Para despedirnos de las riquezas y seguir a Jesús se necesita fe, mucha fe. Ya lo dice Jesús en otro pasaje: “Si tuvieramos fe como un grano de mostaza (…)”. Y el intercambio es infinitamente favorable para nosotros, dejar las cosas mundanas, los espejismos, a cambio de un tesoro en el cielo. Cuántos de nosotros nos convertiríamos si realmente tuviéremos fe…

Es la tragedia de los ricos, más no por el hecho de acumular patrimonio –que en sí no tiene nada de malo– sino por el hecho de que su corazón se decanta por esos bienes. Su vida gira alrededor de esa fortuna y todos sus afanes y desvelos se orientan a ese patrimonio mientras dejan pasar por su lado las buenas cosas de la vida como es el compartir, la familia, la meditación, etc.

El primer grupo que dejó todo fueron sus discípulos. Pedro, el más extrovertido, le hizo ver al Maestro que ellos habían dejado todo por seguirlo. Jesús le contestó: “En verdad os digo que no hay nadie que haya dejado casa, o hermanos o hermanas, o madre o padre, o hijos o tierras por mí y por el Evangelio, que no reciba ahora, en este tiempo, cien veces más (…) y en la edad futura, vida eterna”.

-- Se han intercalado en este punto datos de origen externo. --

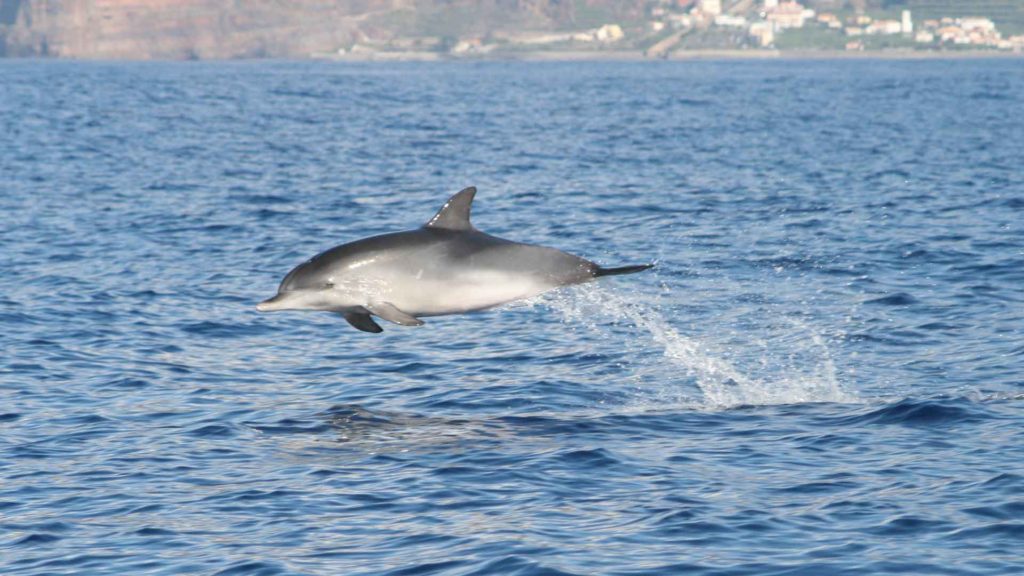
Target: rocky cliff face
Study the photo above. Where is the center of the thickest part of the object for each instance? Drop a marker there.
(228, 29)
(181, 29)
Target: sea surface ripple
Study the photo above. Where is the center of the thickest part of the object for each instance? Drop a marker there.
(824, 374)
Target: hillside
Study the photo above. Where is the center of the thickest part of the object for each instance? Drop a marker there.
(224, 29)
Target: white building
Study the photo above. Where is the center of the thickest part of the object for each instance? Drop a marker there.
(713, 7)
(731, 22)
(764, 32)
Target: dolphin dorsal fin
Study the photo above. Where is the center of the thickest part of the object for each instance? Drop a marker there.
(455, 213)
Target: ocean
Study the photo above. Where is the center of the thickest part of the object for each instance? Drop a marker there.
(823, 374)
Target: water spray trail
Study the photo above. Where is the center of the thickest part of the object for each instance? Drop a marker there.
(721, 382)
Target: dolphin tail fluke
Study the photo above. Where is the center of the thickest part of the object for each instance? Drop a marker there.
(599, 272)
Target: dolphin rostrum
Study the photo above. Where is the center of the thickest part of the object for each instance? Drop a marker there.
(445, 266)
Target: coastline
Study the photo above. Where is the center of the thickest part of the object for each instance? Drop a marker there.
(709, 54)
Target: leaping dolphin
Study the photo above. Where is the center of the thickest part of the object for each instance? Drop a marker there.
(445, 266)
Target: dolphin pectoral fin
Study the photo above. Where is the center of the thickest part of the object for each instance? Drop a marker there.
(388, 312)
(361, 321)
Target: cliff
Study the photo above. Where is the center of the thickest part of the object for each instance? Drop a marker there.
(229, 29)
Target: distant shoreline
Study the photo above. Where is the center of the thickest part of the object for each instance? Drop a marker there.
(708, 54)
(598, 55)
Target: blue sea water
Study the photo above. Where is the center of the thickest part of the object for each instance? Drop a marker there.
(824, 374)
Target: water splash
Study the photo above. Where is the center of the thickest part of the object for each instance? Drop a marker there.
(783, 361)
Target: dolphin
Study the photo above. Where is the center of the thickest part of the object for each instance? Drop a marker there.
(444, 266)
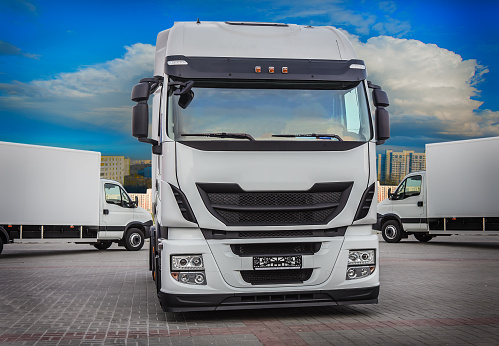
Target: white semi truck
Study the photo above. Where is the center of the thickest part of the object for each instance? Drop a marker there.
(264, 170)
(457, 194)
(52, 193)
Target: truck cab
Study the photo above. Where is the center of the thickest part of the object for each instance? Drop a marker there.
(264, 175)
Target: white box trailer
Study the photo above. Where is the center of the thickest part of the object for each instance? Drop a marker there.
(49, 193)
(458, 193)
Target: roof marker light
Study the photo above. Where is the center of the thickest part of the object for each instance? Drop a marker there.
(177, 62)
(358, 66)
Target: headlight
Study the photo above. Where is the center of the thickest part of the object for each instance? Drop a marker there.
(187, 262)
(192, 278)
(361, 263)
(361, 257)
(359, 272)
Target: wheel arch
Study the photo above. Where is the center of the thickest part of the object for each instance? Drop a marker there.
(395, 217)
(144, 227)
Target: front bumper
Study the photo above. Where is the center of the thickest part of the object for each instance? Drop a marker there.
(211, 302)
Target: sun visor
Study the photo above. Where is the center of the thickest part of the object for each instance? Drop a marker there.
(264, 68)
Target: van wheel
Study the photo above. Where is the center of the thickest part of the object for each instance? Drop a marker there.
(134, 239)
(157, 273)
(391, 231)
(152, 250)
(103, 245)
(423, 237)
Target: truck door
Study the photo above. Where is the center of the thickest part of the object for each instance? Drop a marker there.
(117, 211)
(407, 203)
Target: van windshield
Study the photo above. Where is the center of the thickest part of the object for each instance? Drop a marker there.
(335, 111)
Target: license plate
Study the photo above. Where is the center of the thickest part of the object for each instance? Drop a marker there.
(276, 262)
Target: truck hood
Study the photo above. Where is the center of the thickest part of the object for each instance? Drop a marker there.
(270, 171)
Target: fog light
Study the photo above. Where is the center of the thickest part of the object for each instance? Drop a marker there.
(359, 272)
(199, 278)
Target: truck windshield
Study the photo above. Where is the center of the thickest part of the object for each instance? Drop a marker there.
(335, 111)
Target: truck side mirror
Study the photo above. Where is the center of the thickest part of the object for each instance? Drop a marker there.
(140, 112)
(380, 98)
(140, 119)
(185, 99)
(382, 125)
(141, 92)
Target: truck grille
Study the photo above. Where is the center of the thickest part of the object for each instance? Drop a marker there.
(236, 207)
(278, 276)
(245, 250)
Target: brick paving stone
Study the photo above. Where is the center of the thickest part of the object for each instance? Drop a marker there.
(442, 292)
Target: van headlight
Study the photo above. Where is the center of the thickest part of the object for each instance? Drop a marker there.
(361, 263)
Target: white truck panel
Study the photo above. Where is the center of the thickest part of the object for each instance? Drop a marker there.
(461, 178)
(224, 40)
(48, 186)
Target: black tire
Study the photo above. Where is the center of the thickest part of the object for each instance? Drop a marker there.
(152, 250)
(103, 245)
(134, 239)
(423, 237)
(391, 231)
(157, 273)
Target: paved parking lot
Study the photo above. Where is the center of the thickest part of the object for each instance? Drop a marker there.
(445, 292)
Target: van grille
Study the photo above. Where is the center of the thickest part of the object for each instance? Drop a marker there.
(236, 207)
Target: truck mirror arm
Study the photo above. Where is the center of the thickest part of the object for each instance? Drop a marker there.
(140, 112)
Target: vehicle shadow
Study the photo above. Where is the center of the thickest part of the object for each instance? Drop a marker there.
(18, 253)
(474, 244)
(259, 315)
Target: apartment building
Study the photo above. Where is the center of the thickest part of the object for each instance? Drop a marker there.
(394, 166)
(115, 168)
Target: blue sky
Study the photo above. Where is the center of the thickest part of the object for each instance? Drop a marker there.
(67, 67)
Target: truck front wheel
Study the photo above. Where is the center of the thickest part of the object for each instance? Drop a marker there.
(134, 239)
(423, 237)
(103, 245)
(391, 231)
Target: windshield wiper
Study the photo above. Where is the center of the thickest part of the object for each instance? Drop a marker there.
(220, 135)
(316, 135)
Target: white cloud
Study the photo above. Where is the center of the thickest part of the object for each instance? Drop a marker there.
(428, 82)
(98, 94)
(327, 12)
(429, 87)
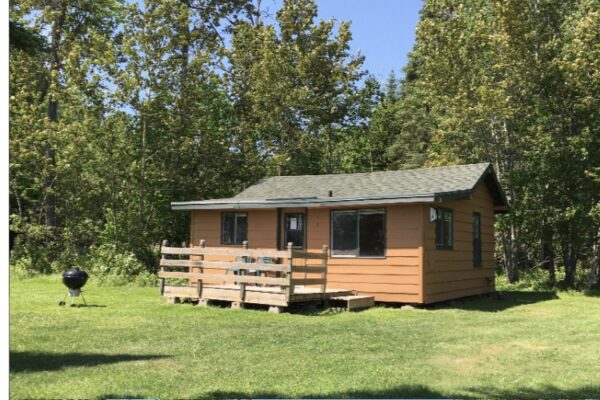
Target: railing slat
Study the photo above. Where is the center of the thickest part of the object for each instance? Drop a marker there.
(225, 265)
(308, 281)
(309, 269)
(208, 251)
(225, 278)
(307, 254)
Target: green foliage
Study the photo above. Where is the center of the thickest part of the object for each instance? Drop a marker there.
(514, 83)
(114, 267)
(295, 91)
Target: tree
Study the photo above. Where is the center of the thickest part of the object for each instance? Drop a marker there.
(294, 89)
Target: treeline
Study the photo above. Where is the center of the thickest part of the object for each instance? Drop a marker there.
(118, 109)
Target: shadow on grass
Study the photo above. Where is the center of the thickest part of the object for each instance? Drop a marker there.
(422, 392)
(498, 301)
(28, 361)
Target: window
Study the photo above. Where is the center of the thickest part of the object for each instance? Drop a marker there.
(443, 228)
(476, 240)
(294, 230)
(358, 233)
(234, 228)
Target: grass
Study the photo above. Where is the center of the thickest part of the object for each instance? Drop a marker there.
(131, 344)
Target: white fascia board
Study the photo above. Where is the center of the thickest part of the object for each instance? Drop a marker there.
(312, 203)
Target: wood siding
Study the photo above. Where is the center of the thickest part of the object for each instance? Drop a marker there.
(450, 274)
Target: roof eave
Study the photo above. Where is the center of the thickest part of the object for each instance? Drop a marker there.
(312, 203)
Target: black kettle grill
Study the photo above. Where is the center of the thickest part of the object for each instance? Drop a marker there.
(74, 279)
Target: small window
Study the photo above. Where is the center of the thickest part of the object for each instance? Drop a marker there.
(444, 228)
(294, 230)
(358, 233)
(234, 228)
(476, 240)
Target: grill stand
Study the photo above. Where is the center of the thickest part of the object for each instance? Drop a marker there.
(72, 294)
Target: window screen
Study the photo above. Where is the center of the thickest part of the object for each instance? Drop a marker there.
(443, 228)
(294, 229)
(234, 228)
(358, 233)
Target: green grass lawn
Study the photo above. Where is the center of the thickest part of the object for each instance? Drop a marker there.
(132, 344)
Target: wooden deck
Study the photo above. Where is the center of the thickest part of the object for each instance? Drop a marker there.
(276, 278)
(266, 295)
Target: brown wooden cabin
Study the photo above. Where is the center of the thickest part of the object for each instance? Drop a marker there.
(411, 236)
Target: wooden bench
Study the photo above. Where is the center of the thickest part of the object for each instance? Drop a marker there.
(354, 302)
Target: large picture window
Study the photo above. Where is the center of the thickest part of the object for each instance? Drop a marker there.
(234, 228)
(443, 228)
(358, 233)
(294, 230)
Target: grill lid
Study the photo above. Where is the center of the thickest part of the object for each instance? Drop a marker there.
(75, 278)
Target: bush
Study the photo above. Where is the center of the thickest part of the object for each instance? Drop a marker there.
(112, 266)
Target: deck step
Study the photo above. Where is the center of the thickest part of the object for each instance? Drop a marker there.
(354, 302)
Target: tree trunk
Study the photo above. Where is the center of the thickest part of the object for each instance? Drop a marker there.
(594, 277)
(52, 113)
(548, 253)
(570, 260)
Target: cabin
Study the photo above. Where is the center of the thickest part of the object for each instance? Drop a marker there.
(415, 236)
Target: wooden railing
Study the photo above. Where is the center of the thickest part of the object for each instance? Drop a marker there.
(282, 275)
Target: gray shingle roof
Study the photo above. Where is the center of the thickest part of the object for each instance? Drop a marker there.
(387, 183)
(423, 185)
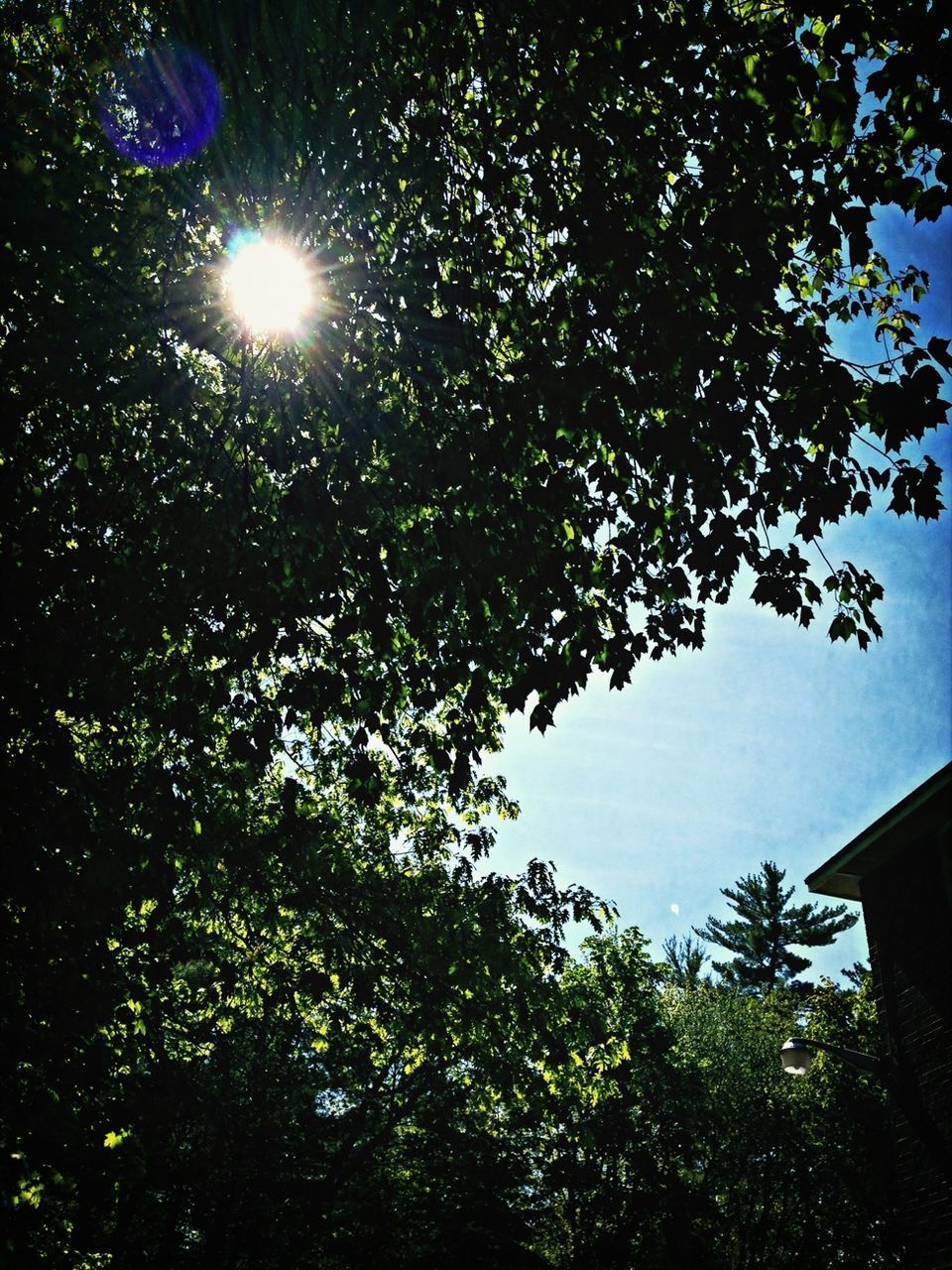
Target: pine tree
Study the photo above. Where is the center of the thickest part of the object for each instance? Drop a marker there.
(684, 960)
(766, 928)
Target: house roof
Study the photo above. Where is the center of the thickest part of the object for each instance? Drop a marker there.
(929, 807)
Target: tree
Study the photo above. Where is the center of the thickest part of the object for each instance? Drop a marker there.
(683, 961)
(266, 604)
(783, 1171)
(766, 928)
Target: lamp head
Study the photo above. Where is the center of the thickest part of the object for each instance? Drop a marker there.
(796, 1057)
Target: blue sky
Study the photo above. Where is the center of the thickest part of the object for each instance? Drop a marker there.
(770, 743)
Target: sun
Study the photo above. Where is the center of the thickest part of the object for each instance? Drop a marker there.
(270, 286)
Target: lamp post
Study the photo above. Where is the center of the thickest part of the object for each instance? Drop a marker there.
(796, 1056)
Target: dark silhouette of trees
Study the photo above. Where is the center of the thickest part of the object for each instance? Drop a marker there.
(266, 604)
(765, 929)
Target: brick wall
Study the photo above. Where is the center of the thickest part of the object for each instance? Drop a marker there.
(907, 911)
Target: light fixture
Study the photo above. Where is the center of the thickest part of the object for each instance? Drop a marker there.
(796, 1057)
(270, 286)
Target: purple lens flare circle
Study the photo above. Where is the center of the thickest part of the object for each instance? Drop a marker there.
(162, 107)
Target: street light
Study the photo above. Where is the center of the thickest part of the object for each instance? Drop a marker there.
(796, 1056)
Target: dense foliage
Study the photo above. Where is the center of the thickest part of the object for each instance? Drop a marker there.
(266, 604)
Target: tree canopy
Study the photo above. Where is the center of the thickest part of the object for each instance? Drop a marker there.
(267, 602)
(765, 929)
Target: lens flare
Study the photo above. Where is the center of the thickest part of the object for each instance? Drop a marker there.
(270, 286)
(160, 107)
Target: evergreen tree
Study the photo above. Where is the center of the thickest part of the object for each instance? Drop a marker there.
(683, 960)
(766, 928)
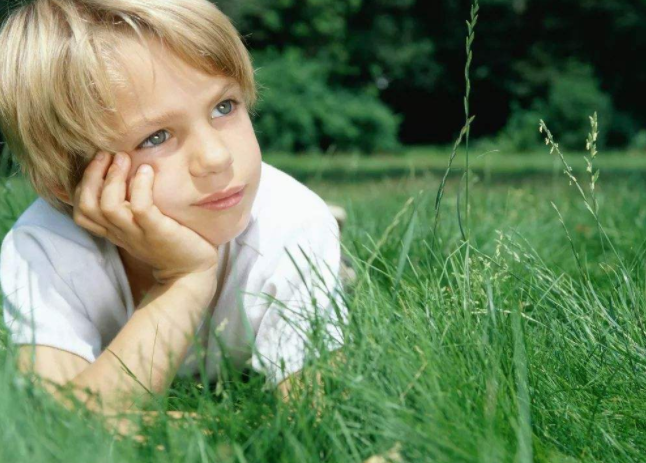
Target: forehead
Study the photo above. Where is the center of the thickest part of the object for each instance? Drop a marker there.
(152, 79)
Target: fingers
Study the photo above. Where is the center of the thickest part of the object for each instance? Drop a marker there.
(100, 204)
(143, 209)
(113, 195)
(88, 192)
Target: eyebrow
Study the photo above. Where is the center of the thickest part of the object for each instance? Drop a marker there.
(164, 117)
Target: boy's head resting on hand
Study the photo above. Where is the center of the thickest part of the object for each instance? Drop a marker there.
(78, 76)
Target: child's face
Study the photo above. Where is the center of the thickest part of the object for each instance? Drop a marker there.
(206, 146)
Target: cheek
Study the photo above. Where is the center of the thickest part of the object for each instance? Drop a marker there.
(164, 190)
(166, 194)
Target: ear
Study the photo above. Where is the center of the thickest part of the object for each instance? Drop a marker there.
(62, 195)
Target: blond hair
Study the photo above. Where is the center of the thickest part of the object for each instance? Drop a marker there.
(59, 69)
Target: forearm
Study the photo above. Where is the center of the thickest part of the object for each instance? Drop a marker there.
(152, 345)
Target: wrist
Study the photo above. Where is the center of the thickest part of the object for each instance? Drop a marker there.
(201, 284)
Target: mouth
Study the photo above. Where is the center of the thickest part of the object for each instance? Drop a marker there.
(226, 202)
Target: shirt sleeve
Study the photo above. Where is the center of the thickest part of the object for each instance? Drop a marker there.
(305, 300)
(39, 306)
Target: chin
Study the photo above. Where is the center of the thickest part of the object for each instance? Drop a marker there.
(233, 230)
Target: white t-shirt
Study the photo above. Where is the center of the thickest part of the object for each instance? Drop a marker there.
(66, 288)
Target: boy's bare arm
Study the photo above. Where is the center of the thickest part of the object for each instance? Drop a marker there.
(146, 353)
(151, 345)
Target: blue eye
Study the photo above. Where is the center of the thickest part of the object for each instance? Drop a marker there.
(225, 108)
(154, 136)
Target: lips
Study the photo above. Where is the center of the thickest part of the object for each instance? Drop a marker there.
(221, 195)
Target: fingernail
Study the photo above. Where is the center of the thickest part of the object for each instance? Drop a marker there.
(120, 159)
(145, 169)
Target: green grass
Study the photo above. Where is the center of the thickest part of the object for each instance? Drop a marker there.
(533, 357)
(417, 161)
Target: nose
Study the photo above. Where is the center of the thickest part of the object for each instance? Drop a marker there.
(210, 154)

El premio se recibe por partida doble, por una parte una bendición “ahora, en este tiempo”. Una vida plena, satisfecha. En este sentido me da gusto ver la alegría contagiosa de aquellos que han dedicado su vida al servicio del Evangelio. Valga de ejemplo, entre miles, la Madre Teresa, que atendía a enfermos llagados y malolientes, siempre irradiaba una felicidad profunda. (Claro, siempre va a haber “Judas” infiltrados, si entre los 12 escogidos por Jesús había uno). Pero en general uno puede ver cómo, aquellos que han renunciado a las cosas mundanas, viven felices. ¿Cómo explicarlo?

Pero el premio mayor se reserva para “la edad futura, la vida eterna”.

Nota coloquial. Dos amigos del difunto ven pasar el féretro. Uno comenta: “Allí va Ramiro/en su juventud gastó su salud buscando dinero/en su vejez gastó su dinero buscando salud/y allí va Ramiro, en una caja, sin dinero ni salud”.